A judge tells federal agencies they can't enforce anti-trans bias policies against Catholic groups

2025-06-06 07:53 Last Updated At:08:10

BISMARCK, N.D. (AP) — Two federal agencies cannot punish Catholic employers and health care providers if they refuse for religious reasons to provide gender-affirming care to transgender patients or won't provide health insurance coverage for such care to their workers, a federal judge ruled Thursday.

The ruling from U.S. District Judge Peter Welte, the chief federal judge in North Dakota, bars the U.S. Department of Health and Human Services from enforcing a health care rule it imposed in 2024 under Democratic President Joe Biden. The rule said that existing policies against sex discrimination covered discrimination based on gender identity, so that health care providers risked losing federal funds if they refused to provide gender-affirming care.

Welte also barred the U.S. Equal Employment Opportunity Commission from telling employers that a failure to have health plans cover gender-affirming care for their workers would represent discrimination based on sex that could lead to a lawsuit against them and penalties.

The judge rejected a request from an order of nuns, two Catholic homes and the Catholic Benefits Association, which represents employers, to impose similar bans on each agency covering abortion and fertility treatments Catholic organizations consider immoral. He said those claims were “underdeveloped” and not ready for court review.

But he concluded that allowing the two agencies to enforce policies on gender-affirming care or health coverage for it would restrict employers' and health care providers' ability to live out their religious beliefs, violating a 1992 federal law meant to provide broad protections for religious freedoms. The HHS rule had a provision allowing the agency to make case-by-case exceptions based on religious beliefs, but Welte said that would be insufficient.

“The case-by-case exemption procedure leaves religious organizations unable to predict their legal exposure without furthering any compelling antidiscrimination interests,” wrote Welte, who is based in Fargo.

The two agencies did not immediately respond to email messages seeking comment Thursday.

The Catholic Benefits Association serves more than 9,000 employers and about 164,000 employees enrolled in member health plans, according to its website.

The group, founded in 2013, says it “advocates for and litigates in defense of our members’ First Amendment rights to provide employee benefits and a work environment that is consistent with the Catholic faith.” The First Amendment to the U.S. Constitution protects religious freedoms.

Association General Counsel Martin Nussbaum welcomed the ruling, saying the organization’s members “want to do the right thing in their health plan and in their medical services that they provide for those medical providers, and this gives them protection to doing that.”

And he said the judge's ruling suggests there are no mandates from the federal government on abortion or fertility treatments, so there is “no need to provide protection.”

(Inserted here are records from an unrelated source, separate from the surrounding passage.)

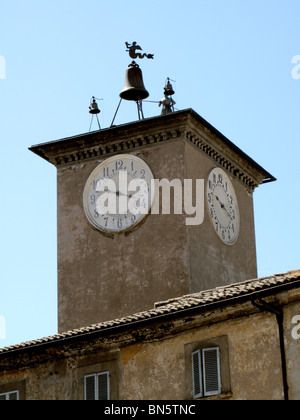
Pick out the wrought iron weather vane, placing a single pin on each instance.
(132, 51)
(134, 89)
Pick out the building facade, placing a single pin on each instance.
(159, 309)
(225, 343)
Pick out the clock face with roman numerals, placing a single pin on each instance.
(223, 206)
(118, 194)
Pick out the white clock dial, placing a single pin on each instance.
(223, 206)
(117, 195)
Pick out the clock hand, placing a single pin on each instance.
(223, 206)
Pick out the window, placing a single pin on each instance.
(206, 372)
(96, 387)
(10, 396)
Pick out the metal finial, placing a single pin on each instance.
(132, 48)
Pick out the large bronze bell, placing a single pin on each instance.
(134, 89)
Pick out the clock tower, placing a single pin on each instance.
(113, 266)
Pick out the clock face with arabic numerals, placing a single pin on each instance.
(117, 195)
(223, 206)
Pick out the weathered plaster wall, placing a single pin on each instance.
(152, 365)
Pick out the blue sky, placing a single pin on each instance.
(232, 63)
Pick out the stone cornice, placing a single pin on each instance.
(186, 124)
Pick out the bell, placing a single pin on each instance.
(169, 88)
(94, 107)
(134, 89)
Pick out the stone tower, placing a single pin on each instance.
(103, 276)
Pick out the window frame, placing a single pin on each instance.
(222, 342)
(96, 376)
(7, 395)
(202, 373)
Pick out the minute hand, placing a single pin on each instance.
(223, 206)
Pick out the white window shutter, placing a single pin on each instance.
(96, 387)
(90, 388)
(103, 386)
(13, 396)
(211, 371)
(10, 396)
(197, 374)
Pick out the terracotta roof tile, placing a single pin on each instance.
(219, 294)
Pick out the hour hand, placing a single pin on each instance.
(223, 206)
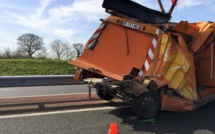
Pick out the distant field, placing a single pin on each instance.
(22, 67)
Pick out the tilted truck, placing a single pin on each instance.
(138, 55)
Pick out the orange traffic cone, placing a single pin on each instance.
(113, 128)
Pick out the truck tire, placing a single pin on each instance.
(147, 105)
(103, 95)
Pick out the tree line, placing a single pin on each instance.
(32, 46)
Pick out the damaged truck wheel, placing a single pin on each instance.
(104, 96)
(147, 105)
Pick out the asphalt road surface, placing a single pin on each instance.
(42, 90)
(97, 121)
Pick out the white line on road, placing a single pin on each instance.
(60, 112)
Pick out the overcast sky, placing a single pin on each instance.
(75, 20)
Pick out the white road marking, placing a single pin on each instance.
(27, 96)
(6, 89)
(59, 112)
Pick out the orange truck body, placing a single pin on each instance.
(174, 59)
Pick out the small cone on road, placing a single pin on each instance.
(113, 128)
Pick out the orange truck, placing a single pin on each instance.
(138, 55)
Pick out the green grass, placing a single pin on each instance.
(23, 67)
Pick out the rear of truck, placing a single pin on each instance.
(151, 63)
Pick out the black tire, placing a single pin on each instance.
(134, 105)
(148, 104)
(137, 11)
(104, 96)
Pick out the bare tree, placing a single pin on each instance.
(58, 47)
(42, 54)
(30, 43)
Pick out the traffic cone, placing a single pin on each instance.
(113, 128)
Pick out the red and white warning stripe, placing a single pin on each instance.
(149, 56)
(95, 35)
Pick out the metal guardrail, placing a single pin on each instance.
(13, 81)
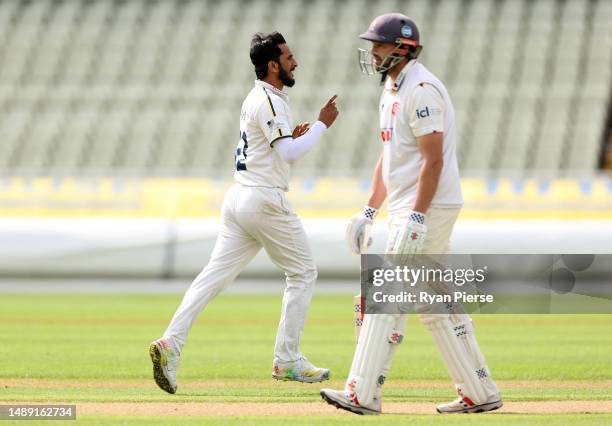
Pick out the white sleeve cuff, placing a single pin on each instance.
(292, 149)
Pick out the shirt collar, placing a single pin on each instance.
(272, 88)
(400, 77)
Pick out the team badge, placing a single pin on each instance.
(407, 31)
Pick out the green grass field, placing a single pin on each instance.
(92, 350)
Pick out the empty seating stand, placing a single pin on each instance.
(154, 87)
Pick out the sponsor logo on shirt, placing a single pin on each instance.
(428, 112)
(385, 134)
(394, 108)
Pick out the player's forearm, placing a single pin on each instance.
(379, 191)
(428, 185)
(292, 149)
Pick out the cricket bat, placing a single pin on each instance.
(358, 300)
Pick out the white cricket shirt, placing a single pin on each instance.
(415, 105)
(264, 117)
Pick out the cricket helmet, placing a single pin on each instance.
(393, 28)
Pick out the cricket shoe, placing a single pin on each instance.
(344, 400)
(165, 357)
(465, 405)
(299, 371)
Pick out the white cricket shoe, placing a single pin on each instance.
(343, 400)
(165, 356)
(465, 405)
(299, 371)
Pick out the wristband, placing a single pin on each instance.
(417, 217)
(370, 212)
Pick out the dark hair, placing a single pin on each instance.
(264, 48)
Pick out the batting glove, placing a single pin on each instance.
(358, 230)
(411, 234)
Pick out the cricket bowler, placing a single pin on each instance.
(417, 174)
(256, 214)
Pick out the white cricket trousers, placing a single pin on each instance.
(252, 218)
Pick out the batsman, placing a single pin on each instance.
(418, 175)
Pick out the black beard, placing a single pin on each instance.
(285, 79)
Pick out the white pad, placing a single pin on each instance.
(454, 336)
(372, 356)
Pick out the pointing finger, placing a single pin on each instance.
(331, 100)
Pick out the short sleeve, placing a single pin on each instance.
(273, 119)
(426, 114)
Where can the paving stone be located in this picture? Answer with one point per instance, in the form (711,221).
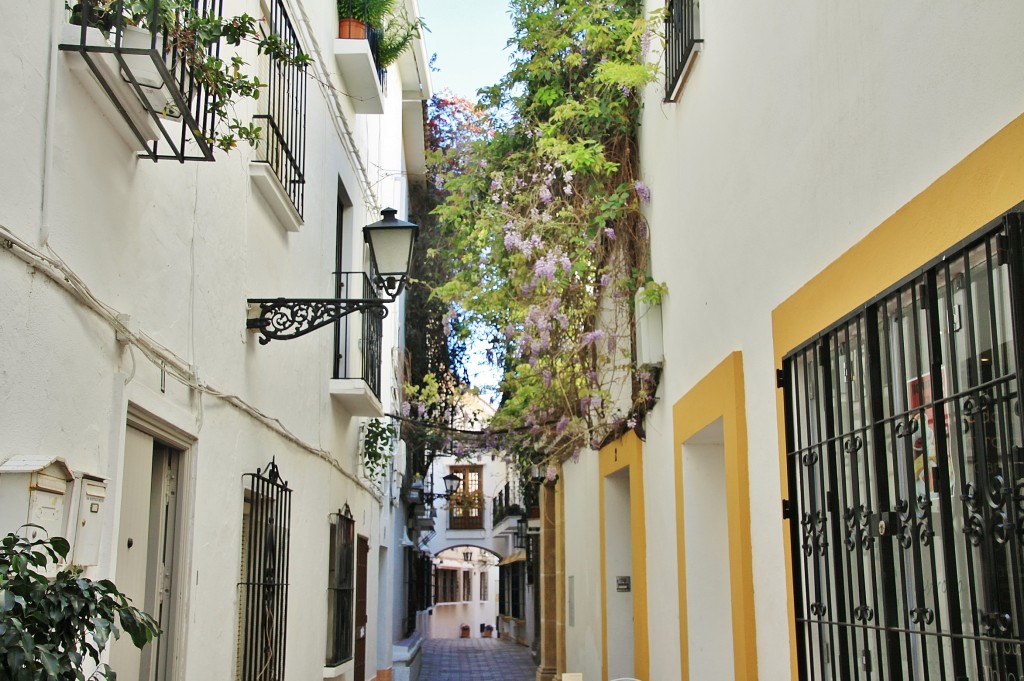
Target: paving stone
(476,660)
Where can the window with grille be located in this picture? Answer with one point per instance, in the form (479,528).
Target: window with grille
(466,505)
(906,475)
(282,108)
(682,43)
(341,582)
(263,592)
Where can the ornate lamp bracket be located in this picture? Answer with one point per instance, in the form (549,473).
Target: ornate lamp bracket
(284,318)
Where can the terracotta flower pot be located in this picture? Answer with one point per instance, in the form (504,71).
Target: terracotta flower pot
(351,28)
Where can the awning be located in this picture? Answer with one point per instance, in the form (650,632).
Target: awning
(514,557)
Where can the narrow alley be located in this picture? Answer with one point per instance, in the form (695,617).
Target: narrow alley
(476,660)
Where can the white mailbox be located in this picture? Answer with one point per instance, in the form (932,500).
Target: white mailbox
(89,529)
(35,490)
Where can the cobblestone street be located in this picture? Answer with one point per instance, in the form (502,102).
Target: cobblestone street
(476,660)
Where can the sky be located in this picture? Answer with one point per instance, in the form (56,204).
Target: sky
(468,37)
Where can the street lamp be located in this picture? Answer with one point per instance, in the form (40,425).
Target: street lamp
(417,495)
(391,242)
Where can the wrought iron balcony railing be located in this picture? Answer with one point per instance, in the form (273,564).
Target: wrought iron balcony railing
(682,43)
(369,341)
(282,112)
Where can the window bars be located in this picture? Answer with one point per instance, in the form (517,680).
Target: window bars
(264,592)
(138,68)
(682,43)
(282,111)
(906,476)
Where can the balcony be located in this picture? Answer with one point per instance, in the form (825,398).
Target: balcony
(358,64)
(681,44)
(356,379)
(138,78)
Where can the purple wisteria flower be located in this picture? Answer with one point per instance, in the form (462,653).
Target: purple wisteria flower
(643,192)
(545,268)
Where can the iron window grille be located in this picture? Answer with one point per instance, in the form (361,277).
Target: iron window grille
(341,583)
(371,326)
(681,44)
(167,109)
(282,110)
(905,472)
(466,506)
(264,591)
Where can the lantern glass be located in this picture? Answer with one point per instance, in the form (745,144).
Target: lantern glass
(391,243)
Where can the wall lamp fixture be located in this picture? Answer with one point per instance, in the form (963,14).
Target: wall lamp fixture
(391,242)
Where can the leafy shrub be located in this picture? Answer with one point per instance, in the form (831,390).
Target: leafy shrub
(51,627)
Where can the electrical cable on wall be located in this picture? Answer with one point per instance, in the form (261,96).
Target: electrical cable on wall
(58,271)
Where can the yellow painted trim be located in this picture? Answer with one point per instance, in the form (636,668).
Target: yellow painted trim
(720,395)
(628,452)
(979,188)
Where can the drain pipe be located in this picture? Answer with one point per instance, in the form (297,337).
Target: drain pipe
(49,125)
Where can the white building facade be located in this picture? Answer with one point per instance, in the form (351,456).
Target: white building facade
(214,477)
(829,194)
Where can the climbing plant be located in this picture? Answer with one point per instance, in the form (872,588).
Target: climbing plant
(53,624)
(542,227)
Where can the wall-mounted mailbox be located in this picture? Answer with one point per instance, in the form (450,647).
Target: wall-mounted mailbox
(89,528)
(35,490)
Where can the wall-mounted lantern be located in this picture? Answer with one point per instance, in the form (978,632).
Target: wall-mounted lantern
(391,242)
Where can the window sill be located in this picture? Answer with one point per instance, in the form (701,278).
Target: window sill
(354,394)
(266,182)
(107,65)
(355,64)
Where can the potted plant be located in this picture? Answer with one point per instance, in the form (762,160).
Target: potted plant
(186,34)
(52,627)
(355,15)
(394,30)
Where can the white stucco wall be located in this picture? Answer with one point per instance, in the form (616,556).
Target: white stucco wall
(802,127)
(179,248)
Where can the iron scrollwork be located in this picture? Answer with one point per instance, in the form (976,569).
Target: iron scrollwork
(283,318)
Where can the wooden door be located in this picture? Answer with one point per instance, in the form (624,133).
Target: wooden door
(361,553)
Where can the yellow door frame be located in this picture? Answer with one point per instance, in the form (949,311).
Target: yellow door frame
(979,188)
(627,453)
(720,395)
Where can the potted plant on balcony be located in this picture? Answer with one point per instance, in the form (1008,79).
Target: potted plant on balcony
(355,15)
(189,33)
(395,30)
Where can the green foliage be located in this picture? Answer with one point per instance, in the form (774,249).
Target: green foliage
(50,628)
(542,223)
(190,34)
(395,30)
(377,442)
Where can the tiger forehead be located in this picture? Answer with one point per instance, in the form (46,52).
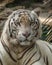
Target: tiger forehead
(24,18)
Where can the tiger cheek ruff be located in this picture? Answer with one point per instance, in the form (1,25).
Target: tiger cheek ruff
(20,42)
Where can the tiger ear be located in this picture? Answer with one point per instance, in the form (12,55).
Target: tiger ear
(37,11)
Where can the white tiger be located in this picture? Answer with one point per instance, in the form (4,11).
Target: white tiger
(20,42)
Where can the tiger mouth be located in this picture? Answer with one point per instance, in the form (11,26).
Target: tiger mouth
(26,40)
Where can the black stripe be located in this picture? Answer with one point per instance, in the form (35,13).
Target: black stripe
(36,60)
(25,52)
(7,50)
(1,62)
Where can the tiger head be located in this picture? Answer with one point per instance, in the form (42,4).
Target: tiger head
(23,27)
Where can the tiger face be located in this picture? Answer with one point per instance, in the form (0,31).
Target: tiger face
(24,27)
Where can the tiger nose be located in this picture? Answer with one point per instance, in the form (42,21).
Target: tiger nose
(26,34)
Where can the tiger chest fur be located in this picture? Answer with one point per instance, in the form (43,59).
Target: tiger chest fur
(20,42)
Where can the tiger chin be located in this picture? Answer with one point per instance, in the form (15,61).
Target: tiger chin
(20,42)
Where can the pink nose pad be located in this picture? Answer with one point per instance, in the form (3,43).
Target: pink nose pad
(26,34)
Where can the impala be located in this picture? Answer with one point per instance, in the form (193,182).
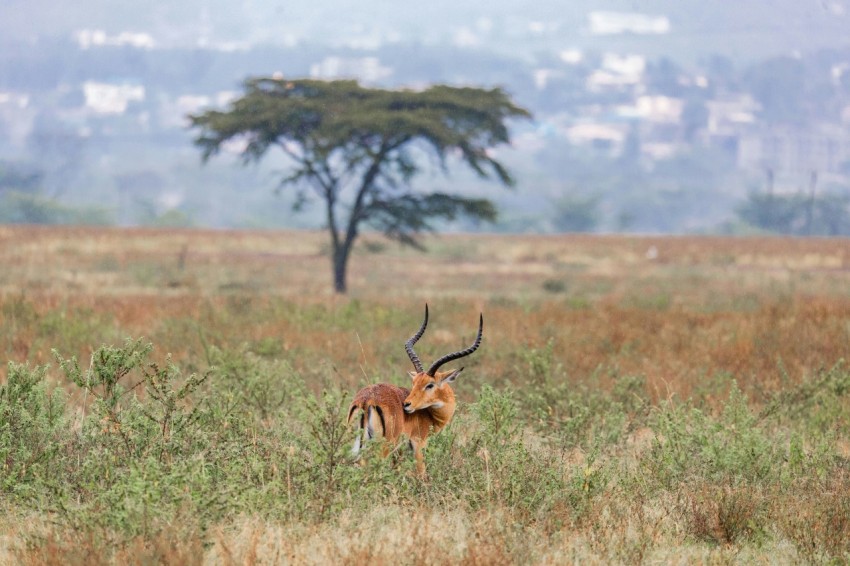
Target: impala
(428,406)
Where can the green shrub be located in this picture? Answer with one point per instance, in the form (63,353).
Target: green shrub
(32,429)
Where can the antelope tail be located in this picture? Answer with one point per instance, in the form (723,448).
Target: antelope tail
(371,424)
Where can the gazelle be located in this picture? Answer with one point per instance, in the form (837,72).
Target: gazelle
(429,405)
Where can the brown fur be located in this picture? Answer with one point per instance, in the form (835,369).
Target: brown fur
(417,425)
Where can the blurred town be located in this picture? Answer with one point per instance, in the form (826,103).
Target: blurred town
(627,135)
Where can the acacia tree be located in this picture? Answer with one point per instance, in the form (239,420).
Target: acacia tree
(357,150)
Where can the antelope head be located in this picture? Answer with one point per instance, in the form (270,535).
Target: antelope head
(430,388)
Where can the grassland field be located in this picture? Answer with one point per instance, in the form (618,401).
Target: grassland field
(179,396)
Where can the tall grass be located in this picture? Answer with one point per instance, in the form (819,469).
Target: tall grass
(607,430)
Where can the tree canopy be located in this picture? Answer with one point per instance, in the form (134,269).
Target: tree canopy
(357,149)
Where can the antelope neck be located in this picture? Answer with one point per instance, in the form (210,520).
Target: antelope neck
(442,415)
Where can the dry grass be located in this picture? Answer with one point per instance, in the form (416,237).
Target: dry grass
(676,311)
(760,309)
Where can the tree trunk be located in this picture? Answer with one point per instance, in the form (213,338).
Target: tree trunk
(340,268)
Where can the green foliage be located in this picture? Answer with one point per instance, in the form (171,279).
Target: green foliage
(357,150)
(149,449)
(32,425)
(826,214)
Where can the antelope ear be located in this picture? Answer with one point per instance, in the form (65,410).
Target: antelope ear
(450,377)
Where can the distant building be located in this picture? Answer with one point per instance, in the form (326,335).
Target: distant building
(614,23)
(367,69)
(796,151)
(111,98)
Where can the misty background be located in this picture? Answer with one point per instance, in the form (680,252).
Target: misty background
(657,116)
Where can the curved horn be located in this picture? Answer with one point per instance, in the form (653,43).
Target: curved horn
(409,344)
(463,353)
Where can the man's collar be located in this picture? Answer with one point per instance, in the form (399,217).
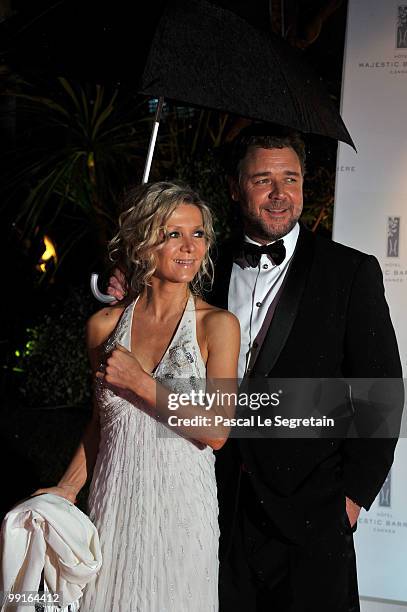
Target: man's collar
(290,240)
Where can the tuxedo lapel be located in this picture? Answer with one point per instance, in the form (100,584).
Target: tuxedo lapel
(223,270)
(287,307)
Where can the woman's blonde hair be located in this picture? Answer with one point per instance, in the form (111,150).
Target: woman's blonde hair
(147,209)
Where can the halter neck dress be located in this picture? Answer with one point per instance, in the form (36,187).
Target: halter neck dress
(153,494)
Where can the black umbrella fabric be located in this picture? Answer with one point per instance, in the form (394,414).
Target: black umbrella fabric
(204,55)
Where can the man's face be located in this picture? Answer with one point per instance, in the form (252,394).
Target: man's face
(269,191)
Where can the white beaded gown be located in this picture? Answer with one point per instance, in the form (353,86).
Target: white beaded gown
(153,495)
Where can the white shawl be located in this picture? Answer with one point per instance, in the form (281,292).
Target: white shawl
(48,533)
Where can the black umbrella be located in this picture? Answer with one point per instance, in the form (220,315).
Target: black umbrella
(204,55)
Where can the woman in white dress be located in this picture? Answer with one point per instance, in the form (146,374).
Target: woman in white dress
(153,491)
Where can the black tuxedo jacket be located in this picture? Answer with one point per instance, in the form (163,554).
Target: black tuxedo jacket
(332,321)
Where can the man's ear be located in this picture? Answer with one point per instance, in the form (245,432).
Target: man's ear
(233,188)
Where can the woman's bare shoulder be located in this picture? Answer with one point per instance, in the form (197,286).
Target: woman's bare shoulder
(101,324)
(212,316)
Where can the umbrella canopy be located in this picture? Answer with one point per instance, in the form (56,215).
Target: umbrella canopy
(204,55)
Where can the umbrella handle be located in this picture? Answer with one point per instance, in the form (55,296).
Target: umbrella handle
(153,139)
(102,297)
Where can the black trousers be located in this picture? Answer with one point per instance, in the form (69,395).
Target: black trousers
(265,572)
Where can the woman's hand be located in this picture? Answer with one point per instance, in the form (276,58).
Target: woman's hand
(117,285)
(123,370)
(67,491)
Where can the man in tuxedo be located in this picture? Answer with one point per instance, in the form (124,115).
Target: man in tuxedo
(308,308)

The U.S. Supreme Court ruled in 2020 that the Civil Rights Act's protections against discrimination based on sex also cover anti-LGBTQ+ bias in employment. The landmark 1964 act doesn't have specific provisions dealing with bias based on sexual orientation or gender identity.

But courts also have intervened to limit how far the federal government can go in combating anti-LGBTQ+ discrimination when religious organizations or employers with religious beliefs against LGBTQ+ rights are involved.

Both the HHS rule and the EEOC's policy on sex discrimination have their roots in efforts by President Barack Obama to protect LGBTQ+ rights in 2016, in his last year in office.

When President Donald Trump began his second term in January, he issued an order saying the federal government would not recognize transgender people's gender identities. In April, two employees said the EEOC was classifying all new gender identity-related discrimination cases as its lowest priority, essentially putting them on indefinite hold.

The 2024 HHS rule also covered bias based on ”pregnancy or related conditions," and the Catholic health care providers argued that they might face losing federal funds if they refused to perform abortions, in line with Catholic opposition to abortion. But HHS said the rule wouldn't have forced them to perform abortions or provide health coverage for abortions — only that it couldn't refuse to care for someone because they'd had one, according to Welte.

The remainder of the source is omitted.